Quando una sentenza si limita a citare orientamenti giurisprudenziali senza spiegare come li abbia applicati al caso concreto, rischia di essere nulla per “motivazione apparente”. Manca il necessario giudizio sui fatti, rendendo il ragionamento del giudice incomprensibile.
Ma cosa significa davvero questo per il contribuente? Quando questa situazione porta all’annullamento della sentenza stessa?

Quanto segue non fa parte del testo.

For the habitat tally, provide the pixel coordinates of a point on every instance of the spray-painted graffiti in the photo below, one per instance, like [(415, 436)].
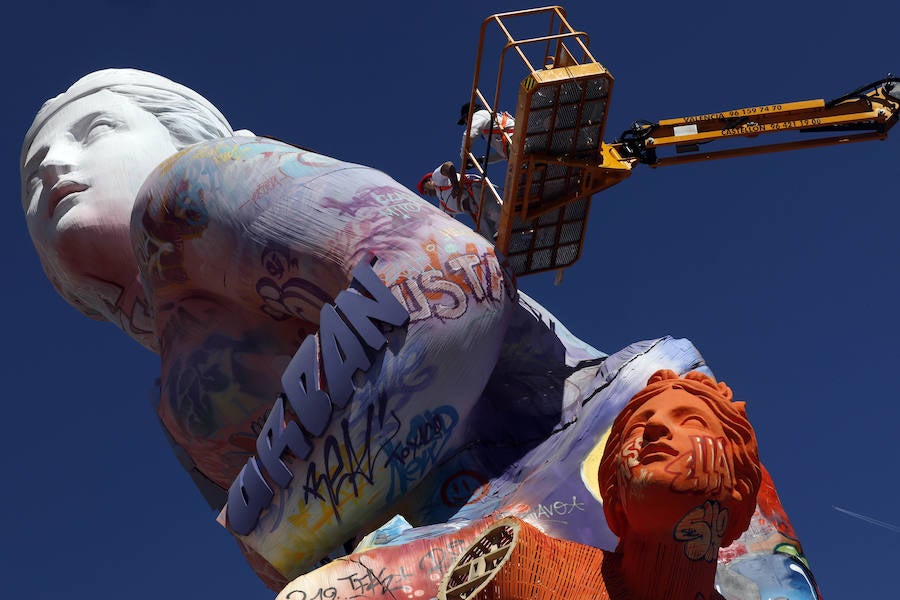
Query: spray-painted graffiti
[(701, 530), (556, 510), (444, 291), (346, 468), (412, 456), (706, 468)]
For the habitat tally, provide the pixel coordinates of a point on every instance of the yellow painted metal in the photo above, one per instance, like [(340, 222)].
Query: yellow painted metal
[(746, 112), (558, 160)]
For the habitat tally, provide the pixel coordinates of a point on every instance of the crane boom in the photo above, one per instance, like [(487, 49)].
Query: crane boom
[(865, 114), (556, 159)]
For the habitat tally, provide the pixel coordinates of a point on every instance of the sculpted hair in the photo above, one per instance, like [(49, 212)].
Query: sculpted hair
[(733, 416), (188, 121)]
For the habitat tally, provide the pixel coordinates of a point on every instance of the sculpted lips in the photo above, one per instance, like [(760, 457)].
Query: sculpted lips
[(655, 451), (62, 189)]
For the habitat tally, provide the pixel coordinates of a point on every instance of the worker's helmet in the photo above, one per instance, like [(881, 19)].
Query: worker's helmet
[(464, 112), (421, 185)]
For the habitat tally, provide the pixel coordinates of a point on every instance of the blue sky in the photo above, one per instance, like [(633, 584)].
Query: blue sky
[(782, 268)]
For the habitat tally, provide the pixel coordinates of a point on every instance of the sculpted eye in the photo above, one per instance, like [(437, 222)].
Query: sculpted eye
[(99, 127), (633, 429), (695, 421)]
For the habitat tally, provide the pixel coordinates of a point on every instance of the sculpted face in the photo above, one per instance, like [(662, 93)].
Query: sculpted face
[(80, 177), (674, 454)]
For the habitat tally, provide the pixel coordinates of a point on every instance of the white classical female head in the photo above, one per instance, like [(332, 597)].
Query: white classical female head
[(83, 161)]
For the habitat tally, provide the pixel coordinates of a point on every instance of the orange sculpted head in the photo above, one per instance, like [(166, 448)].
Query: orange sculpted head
[(677, 443)]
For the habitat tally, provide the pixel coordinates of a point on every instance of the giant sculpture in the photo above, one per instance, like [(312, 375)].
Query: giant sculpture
[(230, 254), (679, 478)]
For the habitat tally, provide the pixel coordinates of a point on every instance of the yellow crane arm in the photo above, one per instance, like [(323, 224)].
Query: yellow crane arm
[(864, 114)]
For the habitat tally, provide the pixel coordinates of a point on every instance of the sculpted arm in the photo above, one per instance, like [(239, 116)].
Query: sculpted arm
[(246, 240)]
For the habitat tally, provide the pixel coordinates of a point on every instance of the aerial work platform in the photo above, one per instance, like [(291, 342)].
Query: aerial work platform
[(557, 159)]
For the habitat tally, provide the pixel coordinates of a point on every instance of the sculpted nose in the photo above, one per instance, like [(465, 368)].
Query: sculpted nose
[(60, 159), (655, 430)]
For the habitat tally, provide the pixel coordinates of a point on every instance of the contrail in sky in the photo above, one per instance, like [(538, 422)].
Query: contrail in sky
[(867, 519)]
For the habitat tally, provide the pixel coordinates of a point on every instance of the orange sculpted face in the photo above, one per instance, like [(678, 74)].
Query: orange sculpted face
[(674, 448)]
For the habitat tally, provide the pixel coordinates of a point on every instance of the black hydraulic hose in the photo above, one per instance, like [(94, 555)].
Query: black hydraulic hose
[(861, 90)]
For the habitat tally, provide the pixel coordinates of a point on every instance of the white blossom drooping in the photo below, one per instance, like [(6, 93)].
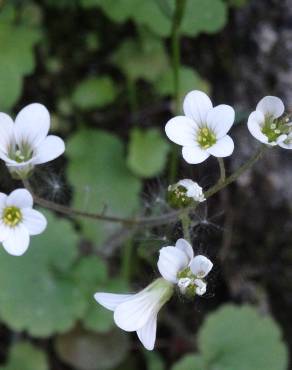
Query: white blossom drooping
[(138, 312)]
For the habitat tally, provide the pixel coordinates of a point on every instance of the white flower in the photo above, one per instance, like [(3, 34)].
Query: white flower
[(18, 221), (202, 131), (193, 190), (179, 266), (24, 143), (268, 125), (201, 286), (138, 312)]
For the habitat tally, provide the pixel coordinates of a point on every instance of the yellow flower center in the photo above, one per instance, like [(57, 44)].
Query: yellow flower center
[(11, 216), (206, 137)]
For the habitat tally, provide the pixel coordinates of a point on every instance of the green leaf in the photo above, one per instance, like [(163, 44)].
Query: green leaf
[(17, 42), (189, 80), (25, 356), (148, 151), (190, 362), (36, 291), (94, 93), (240, 338), (102, 182), (90, 351), (145, 59)]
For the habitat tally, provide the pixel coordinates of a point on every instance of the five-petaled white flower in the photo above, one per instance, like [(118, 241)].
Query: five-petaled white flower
[(138, 312), (184, 193), (268, 125), (178, 265), (24, 143), (18, 221), (202, 131), (193, 190)]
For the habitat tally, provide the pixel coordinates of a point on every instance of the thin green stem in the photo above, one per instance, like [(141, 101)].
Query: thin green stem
[(186, 223), (222, 170), (127, 260), (175, 50)]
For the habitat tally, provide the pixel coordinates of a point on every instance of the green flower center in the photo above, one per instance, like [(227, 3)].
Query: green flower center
[(177, 197), (273, 128), (11, 216), (21, 153), (206, 137)]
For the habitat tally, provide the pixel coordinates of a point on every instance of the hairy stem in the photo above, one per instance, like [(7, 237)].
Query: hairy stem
[(175, 49), (186, 223), (143, 221)]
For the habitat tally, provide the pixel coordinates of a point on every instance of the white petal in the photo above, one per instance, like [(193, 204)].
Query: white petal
[(255, 121), (201, 286), (18, 241), (185, 246), (3, 198), (171, 261), (49, 149), (201, 266), (110, 300), (32, 124), (220, 119), (147, 334), (271, 105), (133, 314), (34, 221), (223, 148), (20, 198), (196, 106), (181, 130), (6, 132), (4, 231), (186, 183), (194, 154)]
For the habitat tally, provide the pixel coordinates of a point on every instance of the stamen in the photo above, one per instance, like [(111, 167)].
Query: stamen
[(206, 137)]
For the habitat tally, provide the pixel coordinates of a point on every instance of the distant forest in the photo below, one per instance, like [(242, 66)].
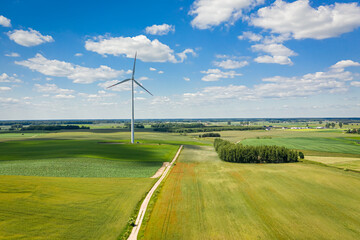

Scopriamolo insieme.
Motivazione apparente: quando una sentenza rischia l’annullamento
La sentenza che richiama soltanto un orientamento giurisprudenziale senza minimamente dimostrare di avere applicato, nella fattispecie concreta, quanto da esso previsto, riporta una motivazione apparente perché carente del giudizio di fatto, e si basa su una affermazione generale e astratta.
Secondo la Cassazione, la mancanza completa di tali elementi non consente alcun controllo sulla correttezza del sillogismo giudiziale che ha portato alla conferma dell’avviso di accertamento, difettando in sintesi la manifestazione della verifica dei fatti, elemento base per l’applicazione della norma di diritto alla fattispecie concreta.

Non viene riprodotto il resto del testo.